Palestinian Health Ministry in financial crisis, WHO warns
1 September 2006 | Geneva/Stockholm - The Palestinian Health Ministry is facing a growing financial crisis as well as a humanitarian crisis, the World Health Organization (WHO) warned ahead of the Stockholm donor conference on the humanitarian situation in the West Bank and Gaza Strip. The health component of the revised UN humanitarian appeal for the territory is critically underfunded despite growing humanitarian needs, especially in Gaza.
The situation in the West Bank and Gaza Strip has been deteriorating due to a severe funding crisis and the recent escalation of violence, on top of five years of the Intifada. Military activity, restrictions on movement, a severe economic downturn and escalating unemployment have had an extremely negative impact on the health of the Palestinian people.
On Saturday, government employees in the West Bank, including health workers, began a strike to demand payment of their long-overdue salaries.
The funding crisis at the Ministry of Health has worsened since economic restrictions were imposed in March this year and now threatens the delivery of essential health services. The Ministry manages 60% of health services and all public health programmes in the territory. Should this crisis continue, the Palestinian health system will further deteriorate and services will be disrupted, with grave consequences for the health of the Palestinian people.

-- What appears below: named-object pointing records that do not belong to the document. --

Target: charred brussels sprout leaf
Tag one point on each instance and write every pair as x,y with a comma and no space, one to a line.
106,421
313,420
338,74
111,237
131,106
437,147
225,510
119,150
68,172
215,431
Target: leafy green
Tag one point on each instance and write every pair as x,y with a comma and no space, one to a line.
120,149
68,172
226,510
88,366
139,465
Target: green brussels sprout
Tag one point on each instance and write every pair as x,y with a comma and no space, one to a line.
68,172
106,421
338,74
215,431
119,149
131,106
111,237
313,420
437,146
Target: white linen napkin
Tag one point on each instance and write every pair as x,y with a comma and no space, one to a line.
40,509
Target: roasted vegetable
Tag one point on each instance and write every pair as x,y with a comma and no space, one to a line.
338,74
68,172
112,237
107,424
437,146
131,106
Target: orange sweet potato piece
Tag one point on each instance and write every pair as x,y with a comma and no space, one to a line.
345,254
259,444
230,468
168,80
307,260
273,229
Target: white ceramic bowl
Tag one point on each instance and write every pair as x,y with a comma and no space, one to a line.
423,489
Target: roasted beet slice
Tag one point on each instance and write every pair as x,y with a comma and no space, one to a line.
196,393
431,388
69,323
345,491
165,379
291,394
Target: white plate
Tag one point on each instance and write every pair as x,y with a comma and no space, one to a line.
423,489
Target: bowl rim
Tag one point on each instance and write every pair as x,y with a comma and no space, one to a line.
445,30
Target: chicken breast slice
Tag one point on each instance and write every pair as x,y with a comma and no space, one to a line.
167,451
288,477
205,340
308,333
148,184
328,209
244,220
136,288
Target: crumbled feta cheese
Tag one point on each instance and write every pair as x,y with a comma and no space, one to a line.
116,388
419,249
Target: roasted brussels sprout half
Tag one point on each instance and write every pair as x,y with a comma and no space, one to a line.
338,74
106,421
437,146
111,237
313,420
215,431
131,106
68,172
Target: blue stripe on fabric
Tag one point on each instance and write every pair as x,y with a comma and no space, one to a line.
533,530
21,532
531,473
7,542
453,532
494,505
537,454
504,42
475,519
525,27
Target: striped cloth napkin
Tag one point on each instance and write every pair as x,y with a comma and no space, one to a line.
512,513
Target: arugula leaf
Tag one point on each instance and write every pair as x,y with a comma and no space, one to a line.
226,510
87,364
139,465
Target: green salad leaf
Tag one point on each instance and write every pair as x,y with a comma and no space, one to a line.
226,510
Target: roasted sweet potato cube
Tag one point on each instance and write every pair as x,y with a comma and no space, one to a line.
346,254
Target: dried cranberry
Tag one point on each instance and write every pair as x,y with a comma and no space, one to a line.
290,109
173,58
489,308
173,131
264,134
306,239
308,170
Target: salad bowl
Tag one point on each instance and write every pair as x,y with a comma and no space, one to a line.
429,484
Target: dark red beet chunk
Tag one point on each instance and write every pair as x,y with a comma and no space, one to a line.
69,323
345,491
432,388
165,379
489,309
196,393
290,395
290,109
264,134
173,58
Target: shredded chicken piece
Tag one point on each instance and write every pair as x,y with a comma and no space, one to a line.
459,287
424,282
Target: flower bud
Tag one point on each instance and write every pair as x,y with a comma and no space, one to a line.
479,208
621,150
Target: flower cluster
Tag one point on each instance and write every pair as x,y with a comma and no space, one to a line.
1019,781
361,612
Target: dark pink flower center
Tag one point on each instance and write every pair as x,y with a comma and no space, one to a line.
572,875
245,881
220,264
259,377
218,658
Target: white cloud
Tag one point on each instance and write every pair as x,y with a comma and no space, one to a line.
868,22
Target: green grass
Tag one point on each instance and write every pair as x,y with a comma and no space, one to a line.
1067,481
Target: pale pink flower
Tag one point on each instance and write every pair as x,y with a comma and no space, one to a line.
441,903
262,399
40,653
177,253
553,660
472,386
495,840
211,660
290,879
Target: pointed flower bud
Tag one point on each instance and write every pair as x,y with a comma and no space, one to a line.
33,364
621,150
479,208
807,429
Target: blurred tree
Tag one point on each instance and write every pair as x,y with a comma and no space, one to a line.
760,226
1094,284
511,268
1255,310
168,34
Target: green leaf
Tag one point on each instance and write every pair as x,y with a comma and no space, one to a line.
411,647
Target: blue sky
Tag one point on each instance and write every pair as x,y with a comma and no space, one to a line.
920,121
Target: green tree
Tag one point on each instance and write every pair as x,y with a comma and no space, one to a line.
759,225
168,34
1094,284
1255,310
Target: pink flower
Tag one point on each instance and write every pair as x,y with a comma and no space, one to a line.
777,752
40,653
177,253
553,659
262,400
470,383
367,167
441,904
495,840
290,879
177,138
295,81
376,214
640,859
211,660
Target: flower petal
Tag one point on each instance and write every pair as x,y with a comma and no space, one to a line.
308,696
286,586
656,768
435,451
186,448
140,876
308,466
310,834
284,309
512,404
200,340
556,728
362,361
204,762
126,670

An early sign of this disruption is the alternating shortages of essential drugs and supplies reported by the Ministry.
"There are urgent needs including essential medicines and supplies that have to be met as soon as possible," said Dr Ala Alwan, Representative of the WHO Director-General for Health Action in Crisis. "WHO is responding to some of the most urgent needs from its internal resources but the funds available are limited. We hope that the international community will generously respond to this appeal so that we can make difference in the life and health of the Palestinian people."

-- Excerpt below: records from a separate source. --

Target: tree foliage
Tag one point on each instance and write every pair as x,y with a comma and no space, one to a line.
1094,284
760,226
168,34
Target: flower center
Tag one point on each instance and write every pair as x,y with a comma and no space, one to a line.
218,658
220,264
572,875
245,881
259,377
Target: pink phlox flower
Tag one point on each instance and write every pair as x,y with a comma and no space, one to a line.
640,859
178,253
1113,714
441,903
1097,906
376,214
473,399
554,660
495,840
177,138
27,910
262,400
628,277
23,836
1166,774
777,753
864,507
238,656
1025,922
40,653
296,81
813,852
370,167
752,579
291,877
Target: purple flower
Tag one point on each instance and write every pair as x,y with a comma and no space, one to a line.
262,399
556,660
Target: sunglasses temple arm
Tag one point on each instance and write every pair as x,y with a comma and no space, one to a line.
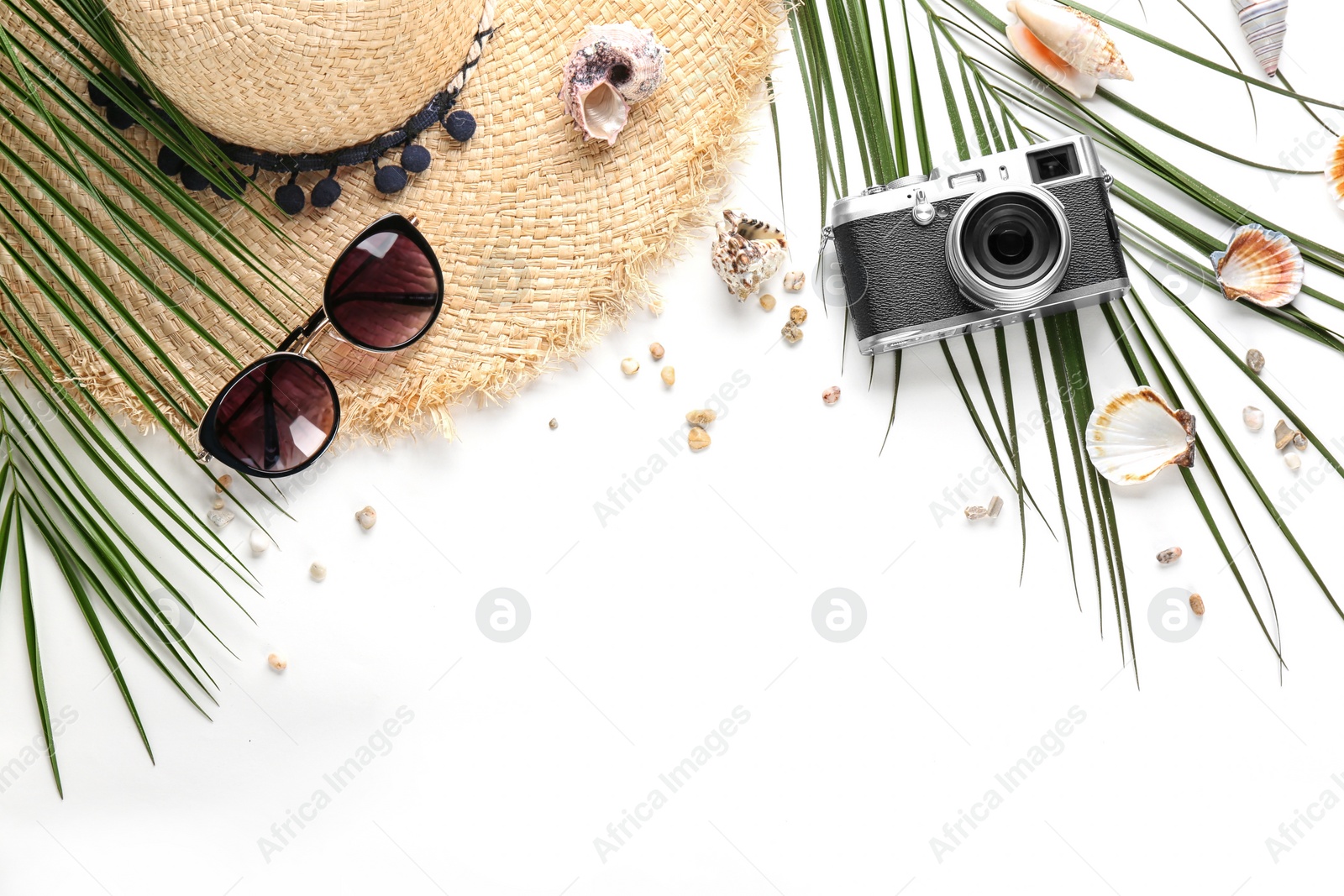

"We can't continue unless we get our salaries," said a senior director in the Ministry of Health in Nablus, standing with other striking employees outside the hospital. "We have been quiet six months and can't be quiet any longer."
On Monday, WHO staff visited hospitals and primary health care facilities in Ramallah and Bethlehem districts. They found that hospital admissions and surgical operations are only accepted in very critical cases, once approved by a technical medical committee and the local strike committee. On Thursday, the Minister of Health underlined his concern over the ongoing strike in West Bank and made a call to the international community to renew its commitments in support of the health of the Palestinian population.

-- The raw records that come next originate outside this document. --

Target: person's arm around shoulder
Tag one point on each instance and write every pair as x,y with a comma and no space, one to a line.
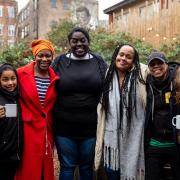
2,112
177,85
144,70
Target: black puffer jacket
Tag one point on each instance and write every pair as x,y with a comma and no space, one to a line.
11,131
174,107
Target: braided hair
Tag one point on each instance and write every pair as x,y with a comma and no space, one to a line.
135,74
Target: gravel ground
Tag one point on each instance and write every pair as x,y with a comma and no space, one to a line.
56,165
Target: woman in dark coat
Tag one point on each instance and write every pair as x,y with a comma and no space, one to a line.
10,127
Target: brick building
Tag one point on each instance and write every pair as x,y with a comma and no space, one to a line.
38,16
154,21
8,13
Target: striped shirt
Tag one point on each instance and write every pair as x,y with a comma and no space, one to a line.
42,85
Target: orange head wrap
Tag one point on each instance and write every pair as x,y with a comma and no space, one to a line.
40,44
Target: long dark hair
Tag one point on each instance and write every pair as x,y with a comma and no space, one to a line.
135,75
15,93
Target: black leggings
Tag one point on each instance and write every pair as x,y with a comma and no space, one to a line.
8,170
156,158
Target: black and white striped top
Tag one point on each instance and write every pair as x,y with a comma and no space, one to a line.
42,85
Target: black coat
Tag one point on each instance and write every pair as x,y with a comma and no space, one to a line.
11,132
174,108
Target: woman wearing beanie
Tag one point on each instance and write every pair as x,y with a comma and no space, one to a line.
37,89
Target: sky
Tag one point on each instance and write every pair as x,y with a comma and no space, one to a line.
103,4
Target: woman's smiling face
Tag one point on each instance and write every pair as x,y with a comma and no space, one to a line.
125,58
79,44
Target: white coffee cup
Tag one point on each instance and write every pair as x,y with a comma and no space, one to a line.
11,110
176,121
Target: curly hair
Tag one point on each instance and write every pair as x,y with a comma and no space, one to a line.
135,75
177,85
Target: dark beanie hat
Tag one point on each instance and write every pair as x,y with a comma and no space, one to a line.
156,55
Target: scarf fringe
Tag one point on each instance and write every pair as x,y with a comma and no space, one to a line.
140,176
111,158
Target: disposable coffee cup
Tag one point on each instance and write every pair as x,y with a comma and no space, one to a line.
176,121
11,110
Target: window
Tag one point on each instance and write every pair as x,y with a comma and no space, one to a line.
11,12
148,11
53,3
10,43
26,30
35,4
22,33
1,42
1,11
1,29
65,4
53,24
11,30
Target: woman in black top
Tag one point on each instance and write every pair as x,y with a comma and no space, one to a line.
75,117
161,143
10,127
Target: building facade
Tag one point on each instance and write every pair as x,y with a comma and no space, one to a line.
38,17
8,13
154,21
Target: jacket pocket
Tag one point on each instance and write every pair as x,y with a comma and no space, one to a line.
26,115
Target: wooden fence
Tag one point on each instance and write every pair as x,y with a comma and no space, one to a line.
156,28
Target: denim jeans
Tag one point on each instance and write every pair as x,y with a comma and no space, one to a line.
111,174
156,158
75,152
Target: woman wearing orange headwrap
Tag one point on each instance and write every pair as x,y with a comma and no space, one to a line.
37,88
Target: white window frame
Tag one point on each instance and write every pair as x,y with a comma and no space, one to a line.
1,11
11,42
11,12
11,30
1,29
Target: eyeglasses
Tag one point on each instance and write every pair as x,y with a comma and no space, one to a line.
154,63
44,55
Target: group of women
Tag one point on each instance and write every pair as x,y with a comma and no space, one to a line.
117,117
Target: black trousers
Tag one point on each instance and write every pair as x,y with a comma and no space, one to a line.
8,170
156,158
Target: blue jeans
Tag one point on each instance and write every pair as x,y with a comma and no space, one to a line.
75,152
111,174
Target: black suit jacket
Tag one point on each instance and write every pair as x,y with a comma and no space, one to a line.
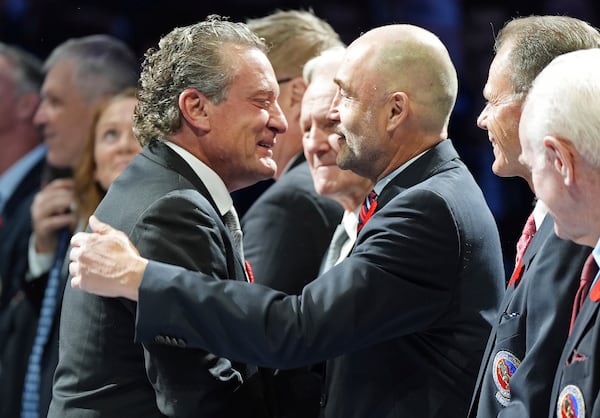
169,215
15,230
518,367
576,388
403,320
287,231
18,318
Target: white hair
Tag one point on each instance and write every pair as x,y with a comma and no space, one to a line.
565,102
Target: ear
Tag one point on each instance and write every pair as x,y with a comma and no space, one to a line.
399,106
194,107
561,154
27,105
298,89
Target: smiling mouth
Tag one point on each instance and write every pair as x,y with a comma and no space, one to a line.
267,144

On 12 June, WHO organized a meeting attended by the Ministry of Health of the Palestinian Authority, UNRWA, the World Bank, OCHA, other UN agencies and around 30 donors to review the current health situation and to discuss mechanisms to address the needs of the Palestinian population and avert a health crisis.
The international community formulated a plan of action – the Temporary International Mechanism, which started providing allowances to health workers and covering running costs including fuel for health institutions. Until this mechanism becomes completely operational, there is a need for financial bridges to avoid a collapse of the health care system and to ensure that critical health needs are addressed In the meantime WHO has been monitoring the health situation and accessibility to health care and will continue to provide periodic updates on the situation.
WHO requested for $30 million as part of the revised UN appeal. As at 31 August, only $1.4 million had been received.